Reverse transcriptase inhibitors enable the generation of fertile spermatids from fetal mouse testes in vitro

Turning Early Germ Cells into Working Sperm

Infertility treatments and basic research both depend on understanding how immature germ cells in the testis turn into sperm. This study shows that it is now possible to coax very early fetal mouse testes, taken just after an embryo’s sex is determined, to complete this transformation entirely in a dish. By carefully tuning the chemical environment and oxygen level, the researchers not only produced mature sperm-like cells, but also used them to create healthy, fertile offspring.

Why Early Testis Development Is Hard to Copy

Growing sperm outside the body has been achieved before using testis tissue from newborn or older mice, but efficiency was low and attempts using much earlier fetal tissue largely failed. At this young stage, the testis is still assembling its internal architecture, and germ cells are undergoing sweeping changes in how their DNA is packaged and marked. Reproducing this intricate choreography in a dish is challenging, and previous cultures rarely progressed beyond early steps when starting from testes collected around embryonic day 12.5, shortly after the embryo’s sex is set.

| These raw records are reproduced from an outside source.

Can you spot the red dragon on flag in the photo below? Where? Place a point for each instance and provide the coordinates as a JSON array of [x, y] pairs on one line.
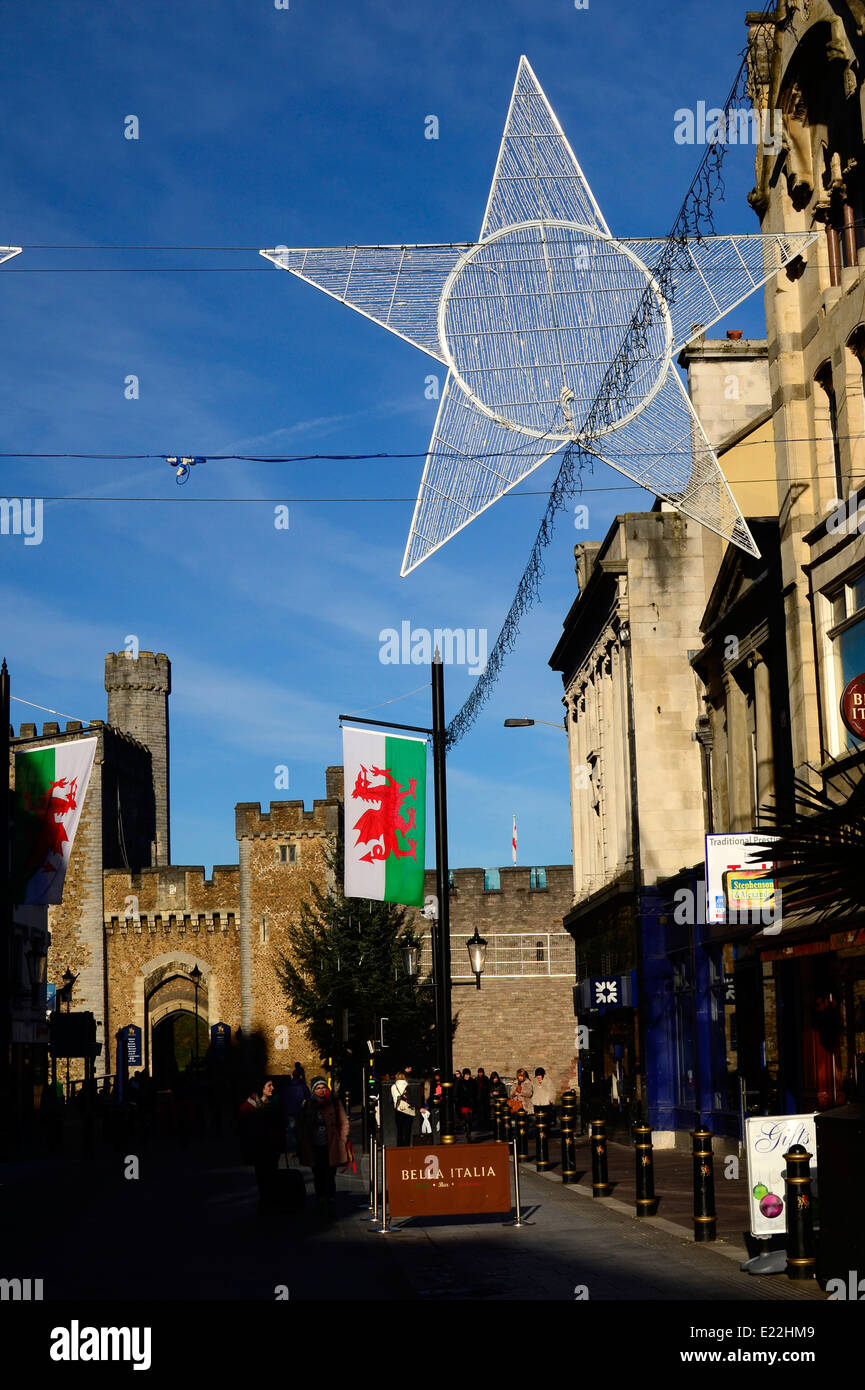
[[381, 827]]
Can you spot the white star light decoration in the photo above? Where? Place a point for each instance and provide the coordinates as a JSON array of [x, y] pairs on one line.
[[529, 319]]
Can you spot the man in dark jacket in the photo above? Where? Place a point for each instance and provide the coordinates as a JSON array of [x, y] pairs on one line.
[[262, 1136], [465, 1100]]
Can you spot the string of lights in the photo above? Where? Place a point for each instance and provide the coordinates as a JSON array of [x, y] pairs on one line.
[[694, 220]]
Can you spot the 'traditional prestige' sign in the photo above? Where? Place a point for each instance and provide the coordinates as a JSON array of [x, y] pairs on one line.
[[448, 1180]]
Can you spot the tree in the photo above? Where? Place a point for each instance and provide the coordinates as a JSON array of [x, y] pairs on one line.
[[344, 959]]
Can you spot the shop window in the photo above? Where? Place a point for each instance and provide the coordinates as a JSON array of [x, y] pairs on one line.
[[847, 638]]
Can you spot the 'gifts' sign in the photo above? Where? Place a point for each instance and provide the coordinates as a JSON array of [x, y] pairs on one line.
[[449, 1180]]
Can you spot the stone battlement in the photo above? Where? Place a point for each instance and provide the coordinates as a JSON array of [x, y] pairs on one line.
[[291, 816], [173, 888], [74, 729], [148, 670]]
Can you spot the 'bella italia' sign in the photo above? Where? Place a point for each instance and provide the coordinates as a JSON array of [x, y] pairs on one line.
[[445, 1182], [853, 706]]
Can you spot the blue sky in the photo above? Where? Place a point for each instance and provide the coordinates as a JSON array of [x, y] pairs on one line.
[[302, 127]]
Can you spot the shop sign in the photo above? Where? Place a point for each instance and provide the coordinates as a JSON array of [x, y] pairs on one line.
[[768, 1137], [853, 706], [605, 991], [132, 1044], [448, 1180], [737, 883]]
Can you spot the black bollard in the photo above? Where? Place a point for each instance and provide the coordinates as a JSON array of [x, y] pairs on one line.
[[522, 1134], [541, 1144], [569, 1108], [647, 1203], [447, 1114], [600, 1176], [569, 1154], [801, 1261], [705, 1219]]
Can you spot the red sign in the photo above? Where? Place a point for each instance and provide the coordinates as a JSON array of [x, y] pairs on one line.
[[449, 1180], [853, 706]]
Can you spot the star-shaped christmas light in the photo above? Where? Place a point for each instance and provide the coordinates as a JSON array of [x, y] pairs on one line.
[[529, 321]]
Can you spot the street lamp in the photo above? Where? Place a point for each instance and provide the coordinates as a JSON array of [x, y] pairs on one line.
[[527, 723], [195, 975]]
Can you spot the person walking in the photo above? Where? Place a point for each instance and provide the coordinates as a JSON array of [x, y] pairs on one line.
[[497, 1087], [402, 1109], [522, 1091], [294, 1094], [544, 1096], [465, 1100], [262, 1137], [323, 1130]]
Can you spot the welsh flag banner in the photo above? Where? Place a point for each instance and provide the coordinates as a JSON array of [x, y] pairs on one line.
[[50, 787], [385, 781]]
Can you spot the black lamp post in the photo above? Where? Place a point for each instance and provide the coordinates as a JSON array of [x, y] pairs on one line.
[[195, 975]]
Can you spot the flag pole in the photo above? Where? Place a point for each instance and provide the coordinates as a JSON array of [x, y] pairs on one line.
[[6, 920], [442, 884]]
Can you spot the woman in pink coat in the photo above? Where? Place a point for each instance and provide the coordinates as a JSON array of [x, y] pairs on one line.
[[323, 1130]]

Borrowing Antiviral Drugs to Protect Developing Cells

The team focused on a hidden obstacle: mobile DNA elements called retrotransposons, which can copy and insert themselves into new places in the genome. In normal testes in the body, these elements are tightly controlled, especially in germ cells. In culture, however, the authors found that retrotransposon activity was much higher, while the cell’s own defense genes were quieter. This imbalance correlated with poor sperm development. Because retrotransposons use a reverse transcriptase enzyme, similar to some viruses, the researchers tested several drugs originally designed as reverse transcriptase inhibitors. A specific three-drug mix, termed AEC, roughly doubled the fraction of spermatogenic cells and more than tripled the share of haploid, sperm-like cells in cultured neonatal testes compared with untreated controls.

From Tiny Fetal Testes to Functional Sperm

Armed with this drug cocktail, the scientists turned to fetal testes. In tissue taken slightly before birth, the inhibitors boosted the appearance of advanced spermatids. More strikingly, when they cultured testes from embryos at day 12.5, a stage never before shown to complete spermatogenesis in vitro, they could now generate round and elongated spermatids. The biggest gains came when they combined the inhibitor mix with a low-oxygen atmosphere that better mimics conditions in the developing body. Under these hypoxic conditions, about a third of the tissue area showed markers of advanced germ cell development, and sperm with tails could be recovered from the cultures.

Testing Whether Lab‑Made Spermatids Really Work

To find out if these in vitro–derived cells were truly functional, the team used a technique called round spermatid injection. They isolated round spermatids from the cultured fetal testes and injected them into mouse eggs that had been gently activated. The resulting embryos were transferred into foster mothers. From just two cultured testis fragments, the procedure yielded multiple live pups, many of which carried a fluorescent marker gene that confirmed their cultured origin. When these first-generation animals were allowed to mate, they produced normal-sized litters of healthy second-generation offspring, demonstrating that the lab-derived spermatids could support not only development to birth but also full fertility.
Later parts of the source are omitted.